Fun with Self-Reproducing Programs

They say that idle hands are the devil's playthings, well, I have some idle hands, so let's play.

Since we will be writing programs that manipulate parts of programs, we will be using GNU Guile and Scheme.

Ω and Y

In the beginning, Alonzo Church created the Lambda Calculus, and it was good. Well, not quite, Church was concerned about paradoxes in his untyped Lambda Calculus, the most famous of which is the “paradoxical combinator” Y.

(define y
  (lambda (p)
    ((lambda (f) (f f))
     (lambda (f)
       (p
        (lambda args (apply (f f) args)))))))

Y is interesting because it is an indirect self-reference, and as the lambda term “reduces”, it actually gets larger. For this post though, a simpler indirectly recursive form, dubbed Ω, is the inspiration.

((lambda (x) (x x)) (lambda (x) (x x)))

This is the shortest way to make a valid lambda term that doesn't reduce to a normal form. When you evaluate the expression, it doesn't get any simpler, it just goes on forever.

A Quine

Quines are named after the logician and philosopher Willard Van Orman Quine and they are programs that, when ran, produce a copy of their source code as output. Since Ω reduces to itself, we can manipulate it into simple little quine by using Scheme's quote form.

((lambda (source)
   (list source (list (quote quote) source)))
 (quote (lambda (source)
          (list source (list (quote quote) source)))))

I've written it out without the usual quote shorthand, since it obscures the simple symmetry of the code. It's hard to write a shorter, or clearer, quine in a reasonable programming language.

An evolving program

So, we have a Quine, which we can view as a fixed point of an execution function, but that's not very exciting. It's static; one iteration you've seen them all. Fortunately, it is not difficult to extend our quine to create a program that evolves over time.
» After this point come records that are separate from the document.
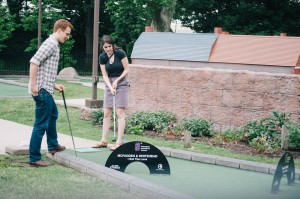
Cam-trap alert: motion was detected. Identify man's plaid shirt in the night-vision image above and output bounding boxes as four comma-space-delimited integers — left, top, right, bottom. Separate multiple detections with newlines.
29, 35, 60, 94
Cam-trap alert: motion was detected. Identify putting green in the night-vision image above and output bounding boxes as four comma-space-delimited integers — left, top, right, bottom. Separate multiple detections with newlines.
66, 149, 300, 199
0, 83, 30, 98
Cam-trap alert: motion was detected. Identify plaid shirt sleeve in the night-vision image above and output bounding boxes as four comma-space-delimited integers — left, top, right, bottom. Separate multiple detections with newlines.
30, 42, 56, 66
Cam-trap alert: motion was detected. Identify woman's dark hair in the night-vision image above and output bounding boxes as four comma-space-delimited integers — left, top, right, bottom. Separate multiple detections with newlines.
100, 35, 120, 51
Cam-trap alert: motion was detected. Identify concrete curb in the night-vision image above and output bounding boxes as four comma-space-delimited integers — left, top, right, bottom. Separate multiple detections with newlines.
158, 147, 300, 180
47, 152, 193, 199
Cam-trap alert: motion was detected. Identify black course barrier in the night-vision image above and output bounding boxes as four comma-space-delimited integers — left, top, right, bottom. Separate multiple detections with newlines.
271, 152, 295, 193
105, 141, 170, 174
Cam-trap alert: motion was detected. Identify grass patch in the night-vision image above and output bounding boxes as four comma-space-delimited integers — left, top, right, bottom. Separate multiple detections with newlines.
0, 81, 300, 168
0, 155, 137, 199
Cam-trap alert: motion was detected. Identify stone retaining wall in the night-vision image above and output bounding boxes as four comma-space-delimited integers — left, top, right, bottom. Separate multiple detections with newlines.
128, 64, 300, 129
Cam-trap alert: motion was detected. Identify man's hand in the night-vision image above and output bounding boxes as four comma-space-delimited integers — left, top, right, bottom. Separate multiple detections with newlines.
54, 84, 65, 93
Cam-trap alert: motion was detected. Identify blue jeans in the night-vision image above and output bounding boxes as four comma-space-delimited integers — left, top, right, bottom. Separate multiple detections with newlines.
29, 89, 58, 162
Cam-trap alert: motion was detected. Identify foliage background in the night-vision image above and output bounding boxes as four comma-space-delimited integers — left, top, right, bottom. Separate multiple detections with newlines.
0, 0, 300, 57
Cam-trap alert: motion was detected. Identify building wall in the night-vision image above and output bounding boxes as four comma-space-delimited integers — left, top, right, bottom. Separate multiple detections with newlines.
132, 59, 292, 74
128, 64, 300, 129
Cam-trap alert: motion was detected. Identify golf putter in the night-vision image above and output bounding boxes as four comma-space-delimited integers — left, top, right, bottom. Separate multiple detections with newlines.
61, 90, 77, 157
112, 95, 117, 142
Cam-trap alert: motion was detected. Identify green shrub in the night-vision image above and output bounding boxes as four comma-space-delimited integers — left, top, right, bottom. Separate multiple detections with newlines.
241, 112, 290, 143
92, 109, 104, 125
126, 111, 177, 135
287, 122, 300, 148
249, 136, 280, 154
180, 117, 213, 137
213, 129, 243, 144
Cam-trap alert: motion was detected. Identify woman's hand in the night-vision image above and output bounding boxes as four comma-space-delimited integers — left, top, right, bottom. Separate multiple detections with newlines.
112, 79, 119, 89
110, 87, 117, 95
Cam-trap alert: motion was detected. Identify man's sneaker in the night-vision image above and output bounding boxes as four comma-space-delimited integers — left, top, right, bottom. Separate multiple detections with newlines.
29, 160, 51, 167
49, 145, 66, 155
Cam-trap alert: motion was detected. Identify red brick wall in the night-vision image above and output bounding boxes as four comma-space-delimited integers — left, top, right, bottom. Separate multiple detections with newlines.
128, 64, 300, 129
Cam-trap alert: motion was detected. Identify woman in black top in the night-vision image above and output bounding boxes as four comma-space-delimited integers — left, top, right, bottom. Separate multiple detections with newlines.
93, 35, 129, 150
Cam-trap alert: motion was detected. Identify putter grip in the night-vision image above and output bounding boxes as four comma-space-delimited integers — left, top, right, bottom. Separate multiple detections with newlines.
61, 90, 67, 109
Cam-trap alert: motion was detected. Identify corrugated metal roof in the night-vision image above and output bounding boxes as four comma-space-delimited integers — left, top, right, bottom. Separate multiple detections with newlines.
209, 34, 300, 66
131, 32, 218, 61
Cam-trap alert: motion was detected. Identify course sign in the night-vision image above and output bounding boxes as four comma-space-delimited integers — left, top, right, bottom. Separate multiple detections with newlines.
105, 141, 170, 174
271, 152, 295, 193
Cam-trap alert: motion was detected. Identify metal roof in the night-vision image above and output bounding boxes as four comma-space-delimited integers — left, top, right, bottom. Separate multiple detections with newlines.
131, 32, 218, 62
209, 34, 300, 66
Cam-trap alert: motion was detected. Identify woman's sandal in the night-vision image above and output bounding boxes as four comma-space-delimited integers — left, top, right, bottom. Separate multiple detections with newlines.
92, 141, 108, 148
110, 143, 122, 151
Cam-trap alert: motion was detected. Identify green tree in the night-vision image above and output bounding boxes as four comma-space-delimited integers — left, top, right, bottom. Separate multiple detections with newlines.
176, 0, 300, 36
106, 0, 176, 56
0, 0, 15, 51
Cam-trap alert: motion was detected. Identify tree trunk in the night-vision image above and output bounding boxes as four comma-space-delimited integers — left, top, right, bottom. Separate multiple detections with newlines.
152, 0, 177, 32
84, 1, 94, 68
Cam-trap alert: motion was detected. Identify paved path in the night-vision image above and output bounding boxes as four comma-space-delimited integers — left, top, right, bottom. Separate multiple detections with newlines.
0, 119, 95, 154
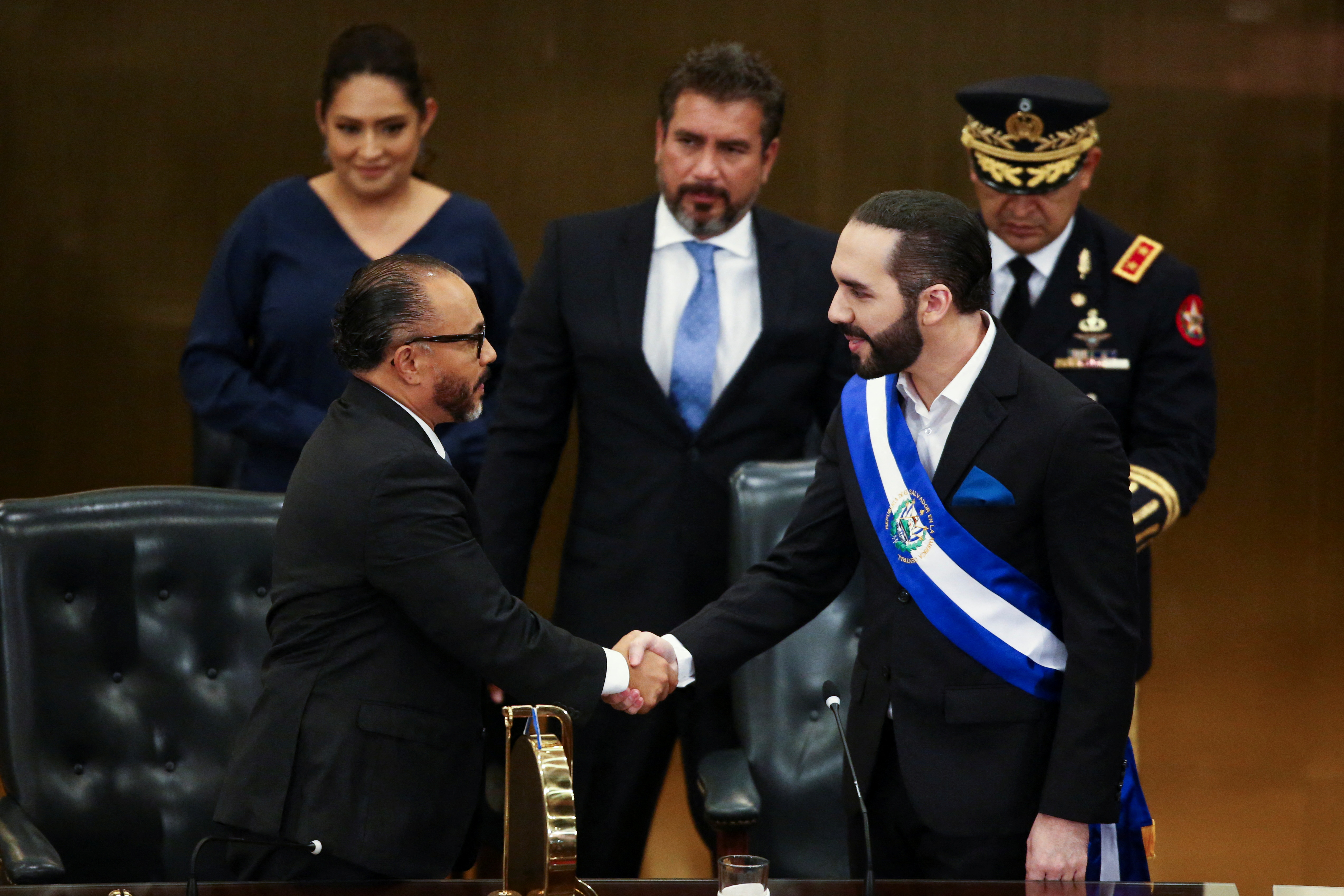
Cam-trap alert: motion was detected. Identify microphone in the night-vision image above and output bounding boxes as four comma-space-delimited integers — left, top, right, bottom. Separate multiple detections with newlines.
186, 836, 323, 896
822, 678, 872, 896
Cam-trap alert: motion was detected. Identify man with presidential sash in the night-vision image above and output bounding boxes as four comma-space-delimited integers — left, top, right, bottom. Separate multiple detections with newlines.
616, 191, 1137, 880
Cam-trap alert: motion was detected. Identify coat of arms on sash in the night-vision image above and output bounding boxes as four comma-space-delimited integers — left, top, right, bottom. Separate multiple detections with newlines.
887, 490, 933, 563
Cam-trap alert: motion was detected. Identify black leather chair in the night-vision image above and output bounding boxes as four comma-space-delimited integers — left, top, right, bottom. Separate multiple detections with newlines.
698, 461, 863, 879
191, 414, 247, 489
0, 486, 282, 884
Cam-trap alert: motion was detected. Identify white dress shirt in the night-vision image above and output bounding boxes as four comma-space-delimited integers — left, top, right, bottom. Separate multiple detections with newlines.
896, 314, 996, 480
989, 218, 1077, 317
376, 390, 452, 463
662, 314, 1000, 688
370, 383, 629, 697
644, 197, 761, 402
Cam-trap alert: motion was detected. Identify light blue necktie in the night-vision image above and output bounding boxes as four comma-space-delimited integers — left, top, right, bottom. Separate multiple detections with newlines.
668, 239, 719, 433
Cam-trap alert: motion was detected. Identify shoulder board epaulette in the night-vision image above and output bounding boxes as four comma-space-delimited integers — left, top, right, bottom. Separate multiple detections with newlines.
1110, 236, 1163, 283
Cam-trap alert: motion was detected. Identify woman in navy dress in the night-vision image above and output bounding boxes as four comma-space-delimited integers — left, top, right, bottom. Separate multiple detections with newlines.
180, 26, 523, 492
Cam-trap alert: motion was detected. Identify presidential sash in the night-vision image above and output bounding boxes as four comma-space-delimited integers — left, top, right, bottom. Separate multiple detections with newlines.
840, 375, 1068, 700
840, 376, 1153, 881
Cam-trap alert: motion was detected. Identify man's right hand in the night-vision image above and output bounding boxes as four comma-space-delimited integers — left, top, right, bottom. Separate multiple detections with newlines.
602, 630, 677, 716
630, 653, 676, 716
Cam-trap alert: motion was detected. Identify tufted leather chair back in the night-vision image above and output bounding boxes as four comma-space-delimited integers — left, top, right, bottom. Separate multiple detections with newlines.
0, 486, 283, 883
730, 461, 863, 879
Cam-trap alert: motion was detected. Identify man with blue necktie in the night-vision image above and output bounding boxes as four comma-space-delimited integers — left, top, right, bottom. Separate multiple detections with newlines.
476, 44, 848, 877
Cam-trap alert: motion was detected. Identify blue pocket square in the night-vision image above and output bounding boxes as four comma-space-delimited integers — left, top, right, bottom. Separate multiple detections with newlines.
952, 466, 1016, 506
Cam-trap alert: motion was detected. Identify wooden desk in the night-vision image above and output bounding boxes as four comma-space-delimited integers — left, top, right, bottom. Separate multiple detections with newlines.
0, 880, 1238, 896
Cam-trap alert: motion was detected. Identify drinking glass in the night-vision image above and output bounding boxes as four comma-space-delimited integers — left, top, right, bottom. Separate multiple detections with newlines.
719, 856, 770, 896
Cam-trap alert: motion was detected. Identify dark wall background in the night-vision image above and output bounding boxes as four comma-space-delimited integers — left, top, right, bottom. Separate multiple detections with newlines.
0, 0, 1344, 895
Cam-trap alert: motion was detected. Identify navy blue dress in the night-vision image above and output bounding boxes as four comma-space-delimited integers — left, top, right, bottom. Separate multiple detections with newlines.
180, 177, 523, 492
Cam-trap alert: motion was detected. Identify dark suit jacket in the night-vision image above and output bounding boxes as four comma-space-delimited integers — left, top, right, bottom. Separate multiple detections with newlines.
673, 329, 1137, 836
1018, 207, 1218, 676
476, 199, 849, 645
215, 379, 606, 877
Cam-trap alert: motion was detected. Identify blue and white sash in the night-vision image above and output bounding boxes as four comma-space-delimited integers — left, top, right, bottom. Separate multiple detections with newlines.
840, 376, 1068, 700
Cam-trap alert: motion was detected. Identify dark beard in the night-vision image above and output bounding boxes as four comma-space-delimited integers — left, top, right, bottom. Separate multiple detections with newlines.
659, 175, 755, 239
840, 302, 923, 380
434, 367, 491, 423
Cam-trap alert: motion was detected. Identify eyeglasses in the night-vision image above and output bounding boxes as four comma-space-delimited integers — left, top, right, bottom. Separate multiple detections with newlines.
403, 324, 485, 360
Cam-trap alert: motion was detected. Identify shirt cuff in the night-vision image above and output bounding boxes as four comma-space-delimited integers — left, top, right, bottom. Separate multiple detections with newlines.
602, 647, 629, 697
662, 634, 695, 688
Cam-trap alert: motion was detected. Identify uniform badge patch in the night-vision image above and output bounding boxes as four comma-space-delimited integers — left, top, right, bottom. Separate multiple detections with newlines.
1110, 236, 1163, 283
1176, 294, 1204, 348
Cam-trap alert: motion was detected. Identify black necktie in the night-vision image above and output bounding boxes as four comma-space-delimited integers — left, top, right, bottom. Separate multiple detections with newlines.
998, 255, 1036, 339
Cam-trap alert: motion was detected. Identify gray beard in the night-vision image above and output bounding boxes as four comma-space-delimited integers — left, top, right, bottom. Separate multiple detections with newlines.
657, 172, 759, 239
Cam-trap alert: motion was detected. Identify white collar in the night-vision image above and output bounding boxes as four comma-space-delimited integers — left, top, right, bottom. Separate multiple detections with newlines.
989, 214, 1078, 279
653, 196, 755, 258
370, 383, 448, 461
896, 312, 996, 410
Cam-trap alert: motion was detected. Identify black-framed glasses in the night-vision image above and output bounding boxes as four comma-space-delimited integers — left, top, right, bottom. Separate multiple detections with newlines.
403, 324, 485, 360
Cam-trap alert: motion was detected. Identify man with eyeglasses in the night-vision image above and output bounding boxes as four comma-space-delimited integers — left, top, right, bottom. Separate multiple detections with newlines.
215, 255, 676, 880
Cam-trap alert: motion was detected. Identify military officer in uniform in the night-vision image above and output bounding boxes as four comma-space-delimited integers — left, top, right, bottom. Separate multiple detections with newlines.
957, 75, 1215, 677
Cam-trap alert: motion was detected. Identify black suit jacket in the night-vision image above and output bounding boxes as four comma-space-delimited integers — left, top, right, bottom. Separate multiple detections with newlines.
215, 379, 606, 877
673, 329, 1137, 836
476, 197, 849, 643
The Fibonacci numbers provide a good starting point for an evolving program.

((lambda (i j self)
   (list self j (+ i j) (list (quote quote) self)))
 0
 1
 '(lambda (i j self)
    (list self j (+ i j) (list (quote quote) self))))

Run this program, then run its output, and so on for a few iterations, and you will see that the second element of the list gives you the Fibonacci numbers.

Of course, to write a real self-replicating program, we'll need to perform IO, but that isn't so bad, the same pattern applies.

#!/usr/bin/env guile
!#
((lambda (count self)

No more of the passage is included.